MPPR Background – When beneficiaries receive therapy services in SNFs, payments often are made through Part B rather than Part A of the Medicare program. Under Part B, inpatient and outpatient providers are paid under one fee schedule, although the severity of patient illness and the degree to which patients are clinically compromised is much greater in the SNF setting than in outpatient settings. Consequently, it is more costly to provide multiple therapy treatments to SNF patients than it is to do so for outpatients. In 2012, Medicare reduced a portion of Part B payments when patients receive multiple therapy procedures on the same day by 20% for outpatient settings and 25% for inpatient settings like SNFs. ATRA further reduced this payment starting on April 1, 2013.
Avalere Finding – "Extrapolating from the CBO estimate of $1.8 billion in savings over ten years (FY 2013 – FY 2022), we estimate the ATRA provision will cut payments to SNFs by approximately $600 million over that period," said Emil Parker, an Avalere Director. "Our analysis found that of the $6 billion in total Medicare payments for outpatient therapy (the figure reported by MedPAC), approximately $2 billion was paid to SNFs. This figure does not include payments for therapy provided in the SNF setting by affiliated therapy companies but not billed for by SNFs."
The MPPR policy, originally developed for therapy delivered in "outpatient" settings, was based on the assumption that Medicare beneficiaries need consecutive therapy sessions from multiple therapy disciplines in a single outpatient visit. For beneficiaries in SNFs, it is often medically appropriate to schedule rest periods between therapy sessions to facilitate full recovery and shorter lengths of stay. Therefore, the administrative costs of providing multiple therapies in the same day are higher in SNFs than in outpatient settings. Further, research indicates that 50.2% of nursing facility patients receiving outpatient therapy require more than one type of therapy. Source: Amy Kandilov, et al (2009) Developing Outpatient Therapy Payment Options (DOTPA): 2007 Utilization Report, Research Triangle Institute (RTI).

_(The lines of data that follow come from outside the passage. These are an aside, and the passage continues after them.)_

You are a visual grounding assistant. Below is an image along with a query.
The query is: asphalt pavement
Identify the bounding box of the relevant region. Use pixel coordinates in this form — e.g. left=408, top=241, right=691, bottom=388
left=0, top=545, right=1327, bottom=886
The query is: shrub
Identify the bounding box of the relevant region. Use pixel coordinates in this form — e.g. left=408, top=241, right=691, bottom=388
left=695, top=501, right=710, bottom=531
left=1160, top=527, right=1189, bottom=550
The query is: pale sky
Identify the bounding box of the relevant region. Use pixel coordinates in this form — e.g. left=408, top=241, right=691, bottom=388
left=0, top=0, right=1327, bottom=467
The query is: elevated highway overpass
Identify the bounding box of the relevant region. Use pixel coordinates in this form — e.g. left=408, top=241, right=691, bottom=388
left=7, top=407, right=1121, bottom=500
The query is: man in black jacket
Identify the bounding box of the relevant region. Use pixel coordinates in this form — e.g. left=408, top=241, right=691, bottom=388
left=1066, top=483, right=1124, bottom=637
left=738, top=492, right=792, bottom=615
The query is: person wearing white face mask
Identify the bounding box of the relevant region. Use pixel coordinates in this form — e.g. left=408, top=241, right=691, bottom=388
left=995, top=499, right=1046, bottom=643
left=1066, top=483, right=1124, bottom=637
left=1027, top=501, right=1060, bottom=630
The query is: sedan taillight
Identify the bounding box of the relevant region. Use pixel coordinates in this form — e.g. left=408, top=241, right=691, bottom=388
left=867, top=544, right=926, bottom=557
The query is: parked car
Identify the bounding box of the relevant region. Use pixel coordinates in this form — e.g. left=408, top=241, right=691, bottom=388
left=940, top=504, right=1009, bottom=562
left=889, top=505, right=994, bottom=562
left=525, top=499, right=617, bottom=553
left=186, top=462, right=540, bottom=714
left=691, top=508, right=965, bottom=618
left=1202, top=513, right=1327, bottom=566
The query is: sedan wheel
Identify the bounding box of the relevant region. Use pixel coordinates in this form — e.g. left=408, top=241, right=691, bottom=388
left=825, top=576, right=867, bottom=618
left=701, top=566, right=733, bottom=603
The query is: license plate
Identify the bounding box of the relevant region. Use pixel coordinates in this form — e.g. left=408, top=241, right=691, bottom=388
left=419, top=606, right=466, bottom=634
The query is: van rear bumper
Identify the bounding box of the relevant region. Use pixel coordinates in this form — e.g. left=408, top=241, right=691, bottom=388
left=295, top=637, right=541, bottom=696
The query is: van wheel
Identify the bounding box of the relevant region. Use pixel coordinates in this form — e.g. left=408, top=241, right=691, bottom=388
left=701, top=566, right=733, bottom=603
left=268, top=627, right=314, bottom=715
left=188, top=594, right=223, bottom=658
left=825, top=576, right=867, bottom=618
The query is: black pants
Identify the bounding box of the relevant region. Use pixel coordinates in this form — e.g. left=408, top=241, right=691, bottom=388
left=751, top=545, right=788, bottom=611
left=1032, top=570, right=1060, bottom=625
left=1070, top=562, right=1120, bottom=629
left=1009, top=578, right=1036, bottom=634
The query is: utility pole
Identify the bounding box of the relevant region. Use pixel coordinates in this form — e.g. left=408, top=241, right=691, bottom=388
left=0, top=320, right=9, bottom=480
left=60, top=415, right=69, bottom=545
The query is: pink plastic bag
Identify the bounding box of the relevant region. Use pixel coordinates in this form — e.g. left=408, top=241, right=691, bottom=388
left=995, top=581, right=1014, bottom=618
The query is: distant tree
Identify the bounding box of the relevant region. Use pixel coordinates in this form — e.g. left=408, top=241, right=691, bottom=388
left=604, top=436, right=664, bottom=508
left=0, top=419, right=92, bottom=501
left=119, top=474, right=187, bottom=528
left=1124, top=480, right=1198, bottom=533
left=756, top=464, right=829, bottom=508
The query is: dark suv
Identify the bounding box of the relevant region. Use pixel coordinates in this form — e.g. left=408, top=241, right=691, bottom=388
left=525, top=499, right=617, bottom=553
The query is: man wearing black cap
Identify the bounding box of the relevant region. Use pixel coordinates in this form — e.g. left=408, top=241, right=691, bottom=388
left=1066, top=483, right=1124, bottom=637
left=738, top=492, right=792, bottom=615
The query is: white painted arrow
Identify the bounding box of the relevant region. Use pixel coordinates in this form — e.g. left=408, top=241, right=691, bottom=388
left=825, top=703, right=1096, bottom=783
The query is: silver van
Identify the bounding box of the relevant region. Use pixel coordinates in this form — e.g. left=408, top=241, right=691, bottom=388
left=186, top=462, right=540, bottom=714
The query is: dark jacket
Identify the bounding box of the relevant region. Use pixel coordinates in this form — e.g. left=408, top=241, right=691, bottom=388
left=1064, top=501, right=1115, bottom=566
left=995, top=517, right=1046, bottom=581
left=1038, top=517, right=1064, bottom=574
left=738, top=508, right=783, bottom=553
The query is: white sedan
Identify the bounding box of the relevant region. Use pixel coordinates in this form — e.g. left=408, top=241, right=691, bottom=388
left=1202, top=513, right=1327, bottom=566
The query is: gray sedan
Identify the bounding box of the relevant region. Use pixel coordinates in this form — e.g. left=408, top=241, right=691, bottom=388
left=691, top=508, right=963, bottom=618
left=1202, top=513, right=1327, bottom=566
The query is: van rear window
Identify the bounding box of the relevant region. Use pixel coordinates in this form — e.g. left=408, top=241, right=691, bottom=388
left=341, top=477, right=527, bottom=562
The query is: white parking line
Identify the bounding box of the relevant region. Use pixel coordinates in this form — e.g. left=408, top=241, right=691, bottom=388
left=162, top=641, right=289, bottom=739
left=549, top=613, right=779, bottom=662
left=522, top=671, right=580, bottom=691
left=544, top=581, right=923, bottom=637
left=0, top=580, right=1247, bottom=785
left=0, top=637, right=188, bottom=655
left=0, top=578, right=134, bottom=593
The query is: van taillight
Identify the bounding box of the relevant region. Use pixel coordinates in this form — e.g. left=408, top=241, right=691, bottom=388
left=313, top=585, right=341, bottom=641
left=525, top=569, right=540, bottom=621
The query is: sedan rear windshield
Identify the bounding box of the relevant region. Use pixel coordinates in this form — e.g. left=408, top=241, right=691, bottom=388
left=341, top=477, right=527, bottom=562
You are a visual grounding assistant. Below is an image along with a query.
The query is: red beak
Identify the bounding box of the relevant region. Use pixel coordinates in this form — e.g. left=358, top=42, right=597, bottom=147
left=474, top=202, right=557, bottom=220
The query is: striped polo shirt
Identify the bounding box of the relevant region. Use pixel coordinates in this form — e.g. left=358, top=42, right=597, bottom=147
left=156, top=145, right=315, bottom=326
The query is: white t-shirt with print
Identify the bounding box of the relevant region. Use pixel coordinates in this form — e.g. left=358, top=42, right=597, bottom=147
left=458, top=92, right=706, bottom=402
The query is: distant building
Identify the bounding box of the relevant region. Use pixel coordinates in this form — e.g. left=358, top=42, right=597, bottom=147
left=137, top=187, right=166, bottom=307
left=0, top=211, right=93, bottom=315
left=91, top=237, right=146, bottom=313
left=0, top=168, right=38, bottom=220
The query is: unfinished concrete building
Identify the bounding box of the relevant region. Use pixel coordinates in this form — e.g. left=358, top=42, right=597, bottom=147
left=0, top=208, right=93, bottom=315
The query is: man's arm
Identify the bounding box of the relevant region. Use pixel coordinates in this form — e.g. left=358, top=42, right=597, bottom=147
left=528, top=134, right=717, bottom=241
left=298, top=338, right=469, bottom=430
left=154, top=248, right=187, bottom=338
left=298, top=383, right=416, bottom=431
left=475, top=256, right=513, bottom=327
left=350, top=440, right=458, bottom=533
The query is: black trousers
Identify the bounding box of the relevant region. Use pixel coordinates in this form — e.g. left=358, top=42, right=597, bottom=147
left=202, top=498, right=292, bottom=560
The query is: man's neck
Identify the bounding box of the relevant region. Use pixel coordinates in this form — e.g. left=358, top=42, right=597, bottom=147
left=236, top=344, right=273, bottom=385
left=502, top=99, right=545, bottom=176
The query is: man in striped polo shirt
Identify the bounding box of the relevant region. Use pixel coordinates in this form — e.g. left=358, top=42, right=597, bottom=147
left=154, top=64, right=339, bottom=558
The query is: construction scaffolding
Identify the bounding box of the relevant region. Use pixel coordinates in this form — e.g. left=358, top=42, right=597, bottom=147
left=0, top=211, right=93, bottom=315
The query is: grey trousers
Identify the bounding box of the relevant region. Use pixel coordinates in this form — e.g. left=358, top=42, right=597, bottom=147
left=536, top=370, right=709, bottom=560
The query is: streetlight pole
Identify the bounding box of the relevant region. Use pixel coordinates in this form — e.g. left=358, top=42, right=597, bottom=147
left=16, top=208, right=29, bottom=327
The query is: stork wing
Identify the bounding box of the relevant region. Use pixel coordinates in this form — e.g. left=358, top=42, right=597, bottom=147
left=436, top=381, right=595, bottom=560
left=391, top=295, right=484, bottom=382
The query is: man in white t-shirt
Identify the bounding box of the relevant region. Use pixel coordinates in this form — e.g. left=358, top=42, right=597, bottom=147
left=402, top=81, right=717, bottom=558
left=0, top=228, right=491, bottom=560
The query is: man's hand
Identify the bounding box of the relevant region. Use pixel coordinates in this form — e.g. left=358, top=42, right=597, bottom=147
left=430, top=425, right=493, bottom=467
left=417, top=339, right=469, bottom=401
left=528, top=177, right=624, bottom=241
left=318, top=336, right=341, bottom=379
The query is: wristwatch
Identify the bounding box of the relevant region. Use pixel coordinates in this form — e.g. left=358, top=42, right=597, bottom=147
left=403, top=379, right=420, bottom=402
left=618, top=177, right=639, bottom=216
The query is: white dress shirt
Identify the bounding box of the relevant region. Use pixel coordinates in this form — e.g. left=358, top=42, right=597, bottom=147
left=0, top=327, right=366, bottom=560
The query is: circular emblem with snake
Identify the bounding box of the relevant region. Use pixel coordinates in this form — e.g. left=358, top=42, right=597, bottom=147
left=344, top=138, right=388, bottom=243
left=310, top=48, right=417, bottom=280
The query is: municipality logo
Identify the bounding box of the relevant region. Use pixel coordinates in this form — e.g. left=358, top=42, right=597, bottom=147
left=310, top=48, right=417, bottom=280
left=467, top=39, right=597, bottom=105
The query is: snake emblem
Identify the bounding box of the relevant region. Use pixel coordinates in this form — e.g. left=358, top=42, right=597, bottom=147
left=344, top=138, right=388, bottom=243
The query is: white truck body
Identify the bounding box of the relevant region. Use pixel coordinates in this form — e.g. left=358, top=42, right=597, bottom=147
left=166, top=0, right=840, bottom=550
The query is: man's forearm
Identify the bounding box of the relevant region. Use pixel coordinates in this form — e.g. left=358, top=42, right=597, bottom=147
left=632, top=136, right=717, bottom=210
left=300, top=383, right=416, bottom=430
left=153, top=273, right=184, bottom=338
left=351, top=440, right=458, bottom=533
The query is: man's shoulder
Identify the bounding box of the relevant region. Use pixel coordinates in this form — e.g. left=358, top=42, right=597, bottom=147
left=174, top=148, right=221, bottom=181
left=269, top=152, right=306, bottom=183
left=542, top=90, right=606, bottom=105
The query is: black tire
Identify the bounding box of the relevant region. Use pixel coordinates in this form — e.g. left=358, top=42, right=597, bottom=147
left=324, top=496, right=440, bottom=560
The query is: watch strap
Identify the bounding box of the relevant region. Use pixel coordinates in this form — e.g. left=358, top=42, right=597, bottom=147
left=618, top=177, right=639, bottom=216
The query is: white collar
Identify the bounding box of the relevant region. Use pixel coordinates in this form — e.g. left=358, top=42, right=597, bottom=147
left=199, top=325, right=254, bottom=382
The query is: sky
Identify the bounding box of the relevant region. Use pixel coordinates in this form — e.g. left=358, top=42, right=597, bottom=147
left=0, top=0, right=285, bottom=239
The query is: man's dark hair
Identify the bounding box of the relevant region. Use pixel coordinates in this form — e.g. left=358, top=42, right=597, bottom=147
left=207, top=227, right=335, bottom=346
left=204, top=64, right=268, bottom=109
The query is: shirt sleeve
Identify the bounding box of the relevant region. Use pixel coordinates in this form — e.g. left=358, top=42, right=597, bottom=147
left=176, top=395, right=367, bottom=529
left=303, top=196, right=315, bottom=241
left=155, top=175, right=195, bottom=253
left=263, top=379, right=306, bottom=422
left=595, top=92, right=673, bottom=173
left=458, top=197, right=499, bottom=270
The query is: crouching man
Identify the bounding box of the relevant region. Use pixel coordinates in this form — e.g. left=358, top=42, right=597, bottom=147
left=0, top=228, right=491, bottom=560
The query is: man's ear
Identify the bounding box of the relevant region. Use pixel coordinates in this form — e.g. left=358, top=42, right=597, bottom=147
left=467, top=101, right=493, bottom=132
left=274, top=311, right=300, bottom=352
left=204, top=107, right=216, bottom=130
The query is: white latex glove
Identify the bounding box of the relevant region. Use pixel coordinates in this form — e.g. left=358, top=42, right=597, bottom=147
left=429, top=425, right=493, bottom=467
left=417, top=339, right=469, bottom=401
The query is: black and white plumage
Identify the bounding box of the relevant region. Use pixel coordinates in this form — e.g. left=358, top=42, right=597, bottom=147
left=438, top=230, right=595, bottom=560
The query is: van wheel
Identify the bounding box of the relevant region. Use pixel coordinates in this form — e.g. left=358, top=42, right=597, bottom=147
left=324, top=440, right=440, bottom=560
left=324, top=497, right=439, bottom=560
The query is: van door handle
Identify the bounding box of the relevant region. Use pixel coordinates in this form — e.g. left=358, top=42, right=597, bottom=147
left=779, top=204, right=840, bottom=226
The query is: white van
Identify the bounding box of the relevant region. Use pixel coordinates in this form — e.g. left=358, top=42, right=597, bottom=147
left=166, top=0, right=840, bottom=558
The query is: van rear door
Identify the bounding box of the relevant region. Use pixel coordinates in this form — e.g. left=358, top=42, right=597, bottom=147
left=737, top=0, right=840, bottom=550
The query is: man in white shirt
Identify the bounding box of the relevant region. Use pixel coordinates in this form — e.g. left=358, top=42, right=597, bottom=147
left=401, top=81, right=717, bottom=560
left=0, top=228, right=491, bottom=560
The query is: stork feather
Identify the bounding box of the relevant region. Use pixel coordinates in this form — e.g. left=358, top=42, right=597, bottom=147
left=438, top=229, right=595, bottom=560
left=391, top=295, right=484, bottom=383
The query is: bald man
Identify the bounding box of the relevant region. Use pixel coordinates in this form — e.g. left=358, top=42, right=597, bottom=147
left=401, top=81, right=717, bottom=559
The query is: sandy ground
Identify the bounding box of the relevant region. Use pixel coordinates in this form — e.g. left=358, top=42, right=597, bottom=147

Concluded Rosenbloom: "More than $65 billion in Medicare cuts to SNFs over a ten-year period creates enormous instability in an important sector of the elder care system. These cuts are compounded by freezes or cuts in Medicaid rates in 40 state Medicaid programs. Given that 70 percent of SNF patients depend upon Medicare and/or Medicaid funding for their care, the economics of SNF care are in turmoil.
"As policymakers seek to constrain health care spending, we urge them to consider systemic post-acute payment policy reforms that will save Medicare resources and rationalize the post-acute system. In the long run, such reforms will assure Medicare beneficiaries receive the high quality SNF care and services they require."